It is not every contradiction that will result in the upsetting of a trial Court’s judgment. For contradiction to upset a judgment, it must be of such magnitude as to warrant interference with the conclusion reached by the trial judge. A minor contradiction in the evidence of the prosecution which cannot vitiate or occasion a miscarriage of justice would not affect the substance of the prosecution’s case. Hausa v. State (1994) 6 NWLR (pt. 350) 281 at 307; Oke v. Inspector General of Police 14 WACA 645; Oruwari v. State (1985) 3 NWLR (pt. 13) 486; Ejeka V. State (2003) 4 SCNJ 16. Discrepancies or contradictions in the evidence of a witness or witnesses may be said to be material where they go to an issue of fact which must be determined before a proper verdict can be arrived at in the case or where in the circumstances in which they occurred they were such as to cast a doubt on the credibility of the witness or witnesses.

It is to be stated again and again that whether contradictions in the evidence of a witness affects the quality of the evidence of the witness is primarily for the trial court to determine having regard to the rest of the evidence of the witness and the fact or facts in respect of which such contradictory evidence has been given. Igbi v. The State (2000) 2 SCNJ 63.

The inconsistency rule which says that where a witness makes an extra-judicial statement which is inconsistent with his testimony at the trial, such testimony is to be treated as unreliable while the statement is not regarded as evidence in which the court can act was developed in the interest of justice and formulated for the resolution of conflict between the later evidence and previous statement of a witness. Per Galinje JCA in Usufu v. State (2007) 1 NWLR (pt. 1020) 94 at 116; R v. Ukpong (1961) 1 SCNLR 53.
The inconsistency rule governs the evidence of a witness who has made a previous statement, sworn or unsworn, which is contradictory with should be regarded as unreliable. Usufu v. State (2007) 1 NWLR (pt. 1020) 94 at 116; Egbonome v. State (1993) 7 NWLR (pt. 306) 383.

Where in a criminal trial, there are inconsistencies, contradiction or conflicts in the prosecution, case, it is not the function of the trial court to offer the explanation.
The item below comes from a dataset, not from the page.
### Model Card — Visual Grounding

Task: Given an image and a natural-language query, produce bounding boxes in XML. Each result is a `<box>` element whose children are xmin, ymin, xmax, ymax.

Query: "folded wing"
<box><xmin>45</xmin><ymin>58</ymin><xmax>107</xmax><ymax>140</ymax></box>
In such a case it is for the prosecution to proffer the explanation of the circumstances of the contradiction and prove its case beyond reasonable doubt.
For any conflict, contradiction or mix-up in the evidence of the prosecution witnesses to be fatal, to the prosecution’s case, such conflict, contradictions or mix-up must be substantial and fundamental in question before the court. Usufu v. State(2007) 1 NWLR (pt.1020) 94; Namsoh v. State (1993) 5 NWLR (pt. 292) 129.
In answer to the poser, it is not every inconsistency, discrepancy, contradiction that would cause an upset in the proof of a prosecution’s case beyond reasonable doubt.
Furthermore on whether or not there were contradictions in the evidence of the prosecution witnesses enough for the trial court to have jettisoned those pieces of evidence and thereby have the totality of the evidence unusable. The learned trial judge had found that PW1 and PW2 were at variance in their account of the place they went to hide as one called it BUSH and the other called it a FOREST. Clearly this is an area of semantics and cannot be said to be a material difference since in the normal course of grammatical usage persons have been known to ascribe bush to a forest and vice versa. Also as the trial judge found not to be material in the evidence is the differences in the account as to the place of birth of PW1. I am of the same mind as the trial judge in his attitude to these differences which are in my view minor and not sufficient to either render the witnesses unreliable or their evidence of such as would create the doubt that would make it be said that the prosecution failed to prove its case in a criminal trial beyond all reasonable doubt. It is in that light that I find this issue I in favour of the Respondent.

ISSUE NO. 2:
Whether PW1, PW2, PW3 and PW6 were “tainted” witnesses with their own interest to serve.
Learned counsel for the Appellant said PW1, PW2, PW3 and PW6 were tainted witnesses with interests to serve and so the trial judge should have warned himself of the necessity that their respective evidence should be corroborated before relying solely on those pieces of evidence to convict the accused person/appellant. He cited Francis Obidike v. The State (2001) 17 NWLR (pt.743) 601; Akalonu v. The State (2000) 2 NWLR (pt. 643) 165; Abayomi Olalekan v. The State (2001)18 NWLR (pt. 746) 793; Nathaniel Mbenu & anor v. The State (1988) 3 NWLR (pt. 84) 615.
In response, Mr. Abrahams submitted that taking all the circumstances and facts of this case together PW1, PW2, PW3 and PW6 cannot be regarded as tainted witnesses. That the mere fact that PW1 and PW2 are children of the deceased does not make them tainted witness neither the fact of PW3 and PW6 farming for the deceased show them as tainted witnesses. He cited Akalonu v. The State (2002) 14 SCLR 43; Chukwu v. The State (1992) 1 SCNJ 47; Olalekan v. The State (2001) 12 KLR 3401; Ogunlana v. The State (1995) 5 SCNJ 189 at 202.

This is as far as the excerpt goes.